45また、天の国は次のようにたとえられる。商人が良い真珠を探している。 46高価な真珠を一つ見つけると、出かけて行って持ち物をすっかり売り払い、それを買う。
(44-46節)
マタイによる福音書 13章44節~52節
メッセージ
「天の国は次のようにたとえられる」「また、天の国は次のようにたとえられる」と繰り返しながら、イエス様がたとえを用いながら「天の国」について教えておられます。
畑で宝を見つけた人(44節)と、真珠を見つけた人(45-46節)の二つの譬えに共通していることは、「持ち物を全て売り払ってでも手に入れるほどの価値を、この宝ないし真珠に見出した」ということです。そしてこれこそ、天の国を見出すことの価値だとイエス様は語っておられます。つまり天の国には欠けがえのない価値がある、それも、他のものを全て捨て去ってでも手に入れたいと思うほどの価値がある、というのです。
天の国とは、これまでもお話ししてきたように、他の福音書でいう「神の国」と同じ意味で、基本的には神様の支配を表す言葉です。それは簡潔に言い換えるならば、神の恵みによって生かされる場所です。神様との関係の中で、神様を自分の主人、または王として見上げる神の民がいる場所です。イエス様はその福音宣教のはじめから「天の国は近づいた!」と言っておられました。イエス・キリストにおいて天の国が到来したということは、この地上に、神様と共に歩む祝福が到来した、ということに他なりません。私たちは今、聖書を通してイエス・キリストの救いの恵み、罪からの贖いを告げられています。これは神様から私たちへ贈られるプレゼントであり、これを受け取る人は喜びに満たされて新しい人生に向かっていきます。その福音は、私たちにとってすべてのものを後にしてでも手に入れたいと思うほど価値のあるもので、尊い宝であり、真珠であるのです。全てを治めておられる神様が、信じる人の人生をも支配してくださって、毎日の生活の中に喜びをもたらしてくださる。それが、「天の国を見出す」ことの内容であり、御言葉に耳を傾ける私たちに無償で与えられている恵みです。
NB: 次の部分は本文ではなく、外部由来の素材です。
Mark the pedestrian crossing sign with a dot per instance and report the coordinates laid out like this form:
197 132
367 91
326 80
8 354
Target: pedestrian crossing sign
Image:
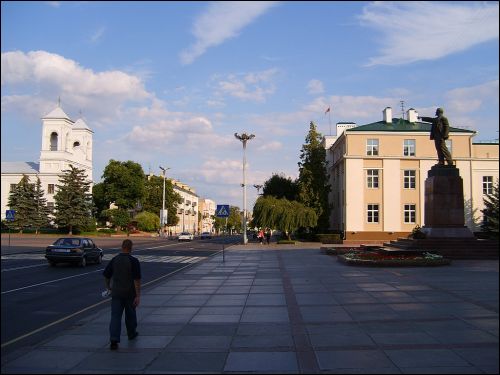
10 215
222 210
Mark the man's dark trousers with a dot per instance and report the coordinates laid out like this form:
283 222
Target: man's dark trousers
442 151
117 307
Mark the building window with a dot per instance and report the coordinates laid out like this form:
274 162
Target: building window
372 213
372 147
409 147
449 146
487 185
409 179
372 178
410 213
53 141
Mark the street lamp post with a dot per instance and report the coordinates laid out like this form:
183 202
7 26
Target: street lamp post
244 138
258 187
163 217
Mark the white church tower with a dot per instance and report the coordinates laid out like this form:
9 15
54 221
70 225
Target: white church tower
65 142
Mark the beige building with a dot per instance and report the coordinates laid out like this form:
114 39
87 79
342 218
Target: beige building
377 173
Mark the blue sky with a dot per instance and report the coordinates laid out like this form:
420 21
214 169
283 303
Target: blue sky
170 82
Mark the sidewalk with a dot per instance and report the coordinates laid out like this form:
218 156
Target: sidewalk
286 310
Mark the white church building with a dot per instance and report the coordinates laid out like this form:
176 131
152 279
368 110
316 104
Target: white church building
64 142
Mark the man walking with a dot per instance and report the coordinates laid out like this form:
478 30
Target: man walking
439 133
122 277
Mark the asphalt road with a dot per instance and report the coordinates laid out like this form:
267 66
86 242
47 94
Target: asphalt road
38 300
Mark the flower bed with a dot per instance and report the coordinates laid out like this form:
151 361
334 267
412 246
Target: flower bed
384 258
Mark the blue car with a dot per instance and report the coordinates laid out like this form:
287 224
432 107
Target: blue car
78 250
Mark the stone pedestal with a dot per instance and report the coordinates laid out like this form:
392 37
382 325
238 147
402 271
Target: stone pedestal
444 204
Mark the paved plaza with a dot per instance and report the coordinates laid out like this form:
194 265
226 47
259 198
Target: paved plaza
272 309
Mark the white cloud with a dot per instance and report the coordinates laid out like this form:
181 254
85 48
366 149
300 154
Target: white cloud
254 86
315 86
470 99
97 35
418 30
50 76
270 146
221 21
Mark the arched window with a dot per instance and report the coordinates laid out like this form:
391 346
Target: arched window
53 141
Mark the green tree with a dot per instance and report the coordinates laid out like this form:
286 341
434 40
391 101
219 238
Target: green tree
490 213
282 214
153 198
123 184
99 200
40 210
73 201
147 221
313 177
117 216
22 199
280 186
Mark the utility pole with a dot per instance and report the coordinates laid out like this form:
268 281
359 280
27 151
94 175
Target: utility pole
244 138
163 217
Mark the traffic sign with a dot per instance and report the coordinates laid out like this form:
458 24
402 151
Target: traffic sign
222 210
10 215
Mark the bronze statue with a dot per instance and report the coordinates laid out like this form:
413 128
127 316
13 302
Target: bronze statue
439 133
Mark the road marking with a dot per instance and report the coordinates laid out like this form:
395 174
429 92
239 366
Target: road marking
20 268
92 306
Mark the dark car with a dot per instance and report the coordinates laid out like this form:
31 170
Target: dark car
79 250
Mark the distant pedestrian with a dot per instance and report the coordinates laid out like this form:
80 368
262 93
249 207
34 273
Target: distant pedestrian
261 236
122 277
268 235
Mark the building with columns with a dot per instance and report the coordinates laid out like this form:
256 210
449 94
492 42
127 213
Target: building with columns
377 174
64 142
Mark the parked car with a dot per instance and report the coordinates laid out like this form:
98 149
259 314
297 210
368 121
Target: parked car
185 236
206 235
79 250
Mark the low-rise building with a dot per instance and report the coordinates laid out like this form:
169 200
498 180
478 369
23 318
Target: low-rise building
377 174
64 142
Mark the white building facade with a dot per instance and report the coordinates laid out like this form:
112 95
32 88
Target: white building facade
64 142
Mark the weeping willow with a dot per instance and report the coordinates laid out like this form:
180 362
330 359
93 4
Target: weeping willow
283 214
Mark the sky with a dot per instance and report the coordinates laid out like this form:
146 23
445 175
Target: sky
170 83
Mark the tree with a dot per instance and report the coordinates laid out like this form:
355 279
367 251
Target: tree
283 214
123 184
40 210
73 201
490 212
280 186
117 216
153 198
313 177
147 221
22 199
99 200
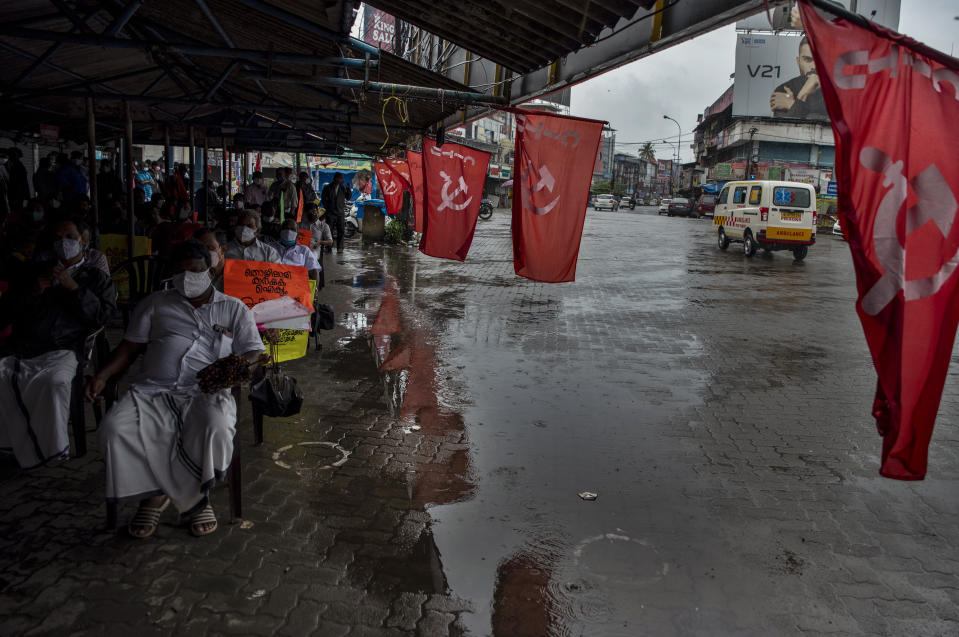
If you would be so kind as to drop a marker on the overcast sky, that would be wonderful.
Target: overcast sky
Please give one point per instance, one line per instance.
(683, 80)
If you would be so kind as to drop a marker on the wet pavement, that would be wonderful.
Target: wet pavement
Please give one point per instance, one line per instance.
(718, 406)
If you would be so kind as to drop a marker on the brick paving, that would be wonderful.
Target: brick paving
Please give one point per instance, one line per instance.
(718, 406)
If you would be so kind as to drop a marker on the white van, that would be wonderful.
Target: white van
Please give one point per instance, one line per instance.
(772, 215)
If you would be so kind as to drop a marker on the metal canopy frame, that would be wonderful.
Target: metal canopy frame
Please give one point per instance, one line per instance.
(119, 53)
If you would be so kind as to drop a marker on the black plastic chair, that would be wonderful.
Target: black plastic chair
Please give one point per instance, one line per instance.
(145, 275)
(95, 348)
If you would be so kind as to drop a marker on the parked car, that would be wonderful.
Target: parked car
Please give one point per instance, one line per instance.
(772, 215)
(604, 202)
(680, 207)
(706, 206)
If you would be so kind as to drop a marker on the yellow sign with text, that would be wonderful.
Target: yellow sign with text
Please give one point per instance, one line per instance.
(789, 234)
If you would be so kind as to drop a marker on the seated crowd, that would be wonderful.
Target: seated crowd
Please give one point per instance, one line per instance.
(164, 441)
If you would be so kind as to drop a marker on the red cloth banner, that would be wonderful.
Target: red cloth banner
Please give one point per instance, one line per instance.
(391, 186)
(415, 161)
(552, 169)
(894, 105)
(454, 176)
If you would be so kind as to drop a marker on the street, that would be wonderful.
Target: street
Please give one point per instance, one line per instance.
(718, 407)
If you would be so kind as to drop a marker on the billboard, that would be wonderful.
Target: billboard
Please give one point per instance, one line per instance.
(786, 17)
(379, 28)
(776, 77)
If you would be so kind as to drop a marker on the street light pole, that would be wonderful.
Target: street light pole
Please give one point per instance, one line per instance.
(678, 139)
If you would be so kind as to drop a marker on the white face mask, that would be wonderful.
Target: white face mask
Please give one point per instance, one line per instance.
(245, 234)
(191, 285)
(66, 249)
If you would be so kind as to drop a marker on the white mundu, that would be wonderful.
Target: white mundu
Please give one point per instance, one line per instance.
(164, 435)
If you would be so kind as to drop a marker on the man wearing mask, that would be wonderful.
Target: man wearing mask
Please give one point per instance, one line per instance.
(283, 194)
(144, 180)
(335, 199)
(109, 187)
(166, 441)
(73, 181)
(293, 253)
(255, 193)
(51, 313)
(304, 187)
(246, 246)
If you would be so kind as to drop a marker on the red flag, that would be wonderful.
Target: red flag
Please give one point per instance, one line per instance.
(894, 104)
(391, 186)
(552, 168)
(454, 176)
(415, 160)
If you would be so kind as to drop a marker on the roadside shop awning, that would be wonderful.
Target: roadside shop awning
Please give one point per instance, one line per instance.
(259, 75)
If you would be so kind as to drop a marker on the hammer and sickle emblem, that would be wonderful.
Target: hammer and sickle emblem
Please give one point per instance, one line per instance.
(546, 182)
(936, 204)
(449, 197)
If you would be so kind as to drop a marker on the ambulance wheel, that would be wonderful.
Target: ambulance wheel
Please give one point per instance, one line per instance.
(723, 239)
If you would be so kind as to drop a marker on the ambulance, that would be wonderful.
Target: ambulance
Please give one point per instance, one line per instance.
(772, 215)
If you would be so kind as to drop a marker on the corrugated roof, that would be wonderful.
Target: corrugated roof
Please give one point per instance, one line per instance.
(521, 35)
(46, 82)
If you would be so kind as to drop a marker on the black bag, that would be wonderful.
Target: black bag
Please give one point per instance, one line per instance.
(325, 318)
(276, 395)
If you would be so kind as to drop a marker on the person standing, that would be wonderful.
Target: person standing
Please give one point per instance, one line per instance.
(19, 187)
(336, 197)
(45, 182)
(255, 194)
(283, 194)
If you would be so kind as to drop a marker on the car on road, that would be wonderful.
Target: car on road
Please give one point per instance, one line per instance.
(605, 202)
(706, 207)
(680, 207)
(772, 215)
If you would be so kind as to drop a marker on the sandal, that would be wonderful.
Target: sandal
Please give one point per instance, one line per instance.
(147, 519)
(203, 516)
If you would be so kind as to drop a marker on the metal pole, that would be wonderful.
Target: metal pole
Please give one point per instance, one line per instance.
(94, 191)
(131, 182)
(191, 184)
(204, 183)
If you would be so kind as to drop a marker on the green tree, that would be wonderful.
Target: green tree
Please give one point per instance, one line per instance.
(647, 153)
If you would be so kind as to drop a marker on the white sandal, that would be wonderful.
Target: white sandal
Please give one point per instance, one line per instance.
(147, 519)
(203, 516)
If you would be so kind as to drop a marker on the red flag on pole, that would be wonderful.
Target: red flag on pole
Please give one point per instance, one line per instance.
(894, 105)
(415, 161)
(391, 186)
(552, 169)
(454, 176)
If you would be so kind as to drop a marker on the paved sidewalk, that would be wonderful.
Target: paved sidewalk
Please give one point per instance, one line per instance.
(719, 407)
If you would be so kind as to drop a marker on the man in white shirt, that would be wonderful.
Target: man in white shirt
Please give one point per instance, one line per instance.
(255, 193)
(293, 253)
(247, 246)
(165, 440)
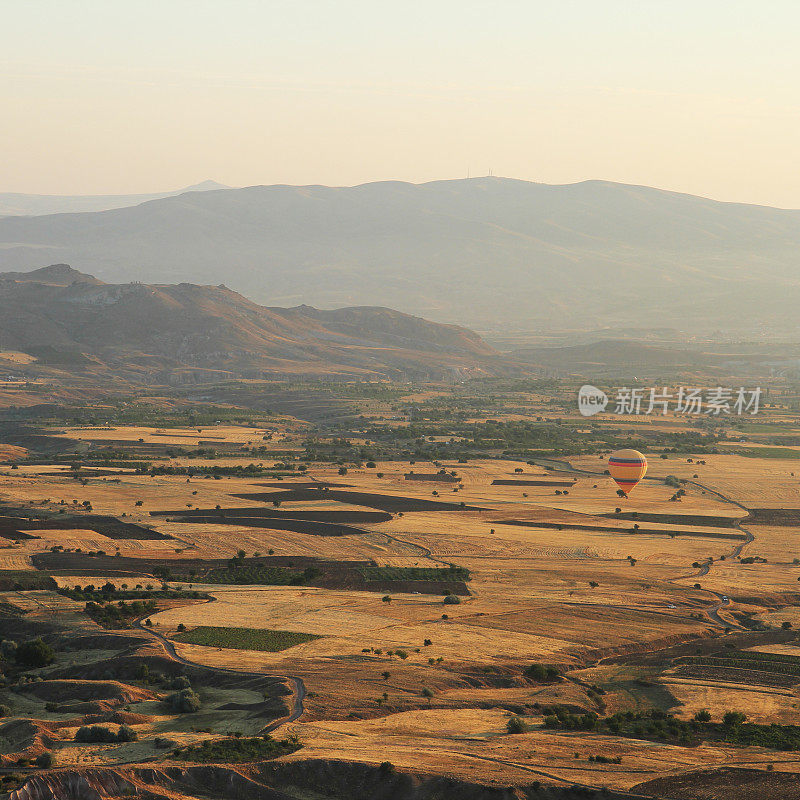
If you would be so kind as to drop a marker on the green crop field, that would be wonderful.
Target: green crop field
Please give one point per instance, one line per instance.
(244, 638)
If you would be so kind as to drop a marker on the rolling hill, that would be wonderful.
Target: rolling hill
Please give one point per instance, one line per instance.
(491, 253)
(186, 333)
(17, 204)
二つの譬え話には、共通点だけでなく、相違点もあります。それは何かというと、畑に埋もれた宝を見つけた人は、これを偶然に発見したのに対して、真珠を見出した商人は、長年にわたって求め続けていた、という点です。それが意味するところは、私たちが天の国を見出す経緯は、人によって異なるということです。つまり私たちが救い主イエス・キリストを見出し、信じて受け入れるようになる経緯はさまざまで、全ての人が同じ、ではないのです。ある人にとっては、教会に繋がり、イエス様と繋がることになったのは思いがけないことだったかもしれません。通っていた学校や幼稚園がミッション系だったことが始まりであったり、あるいは結婚がきっかけであったり、あるときふと思い立って教会の門をたたいた方もいらっしゃるでしょう。またある人にとっては、何年もかけて人生を考え、救いを求めてこの宝を見出した方もいらっしゃると思います。
肝心なことは、その進んだ道の先で天の国を「見出す」ことです。イエス様は、そこには価値があるのだと、これまで自分が持ち合わせていたものを超える、ここにしかない価値がある、と言っておられるのです。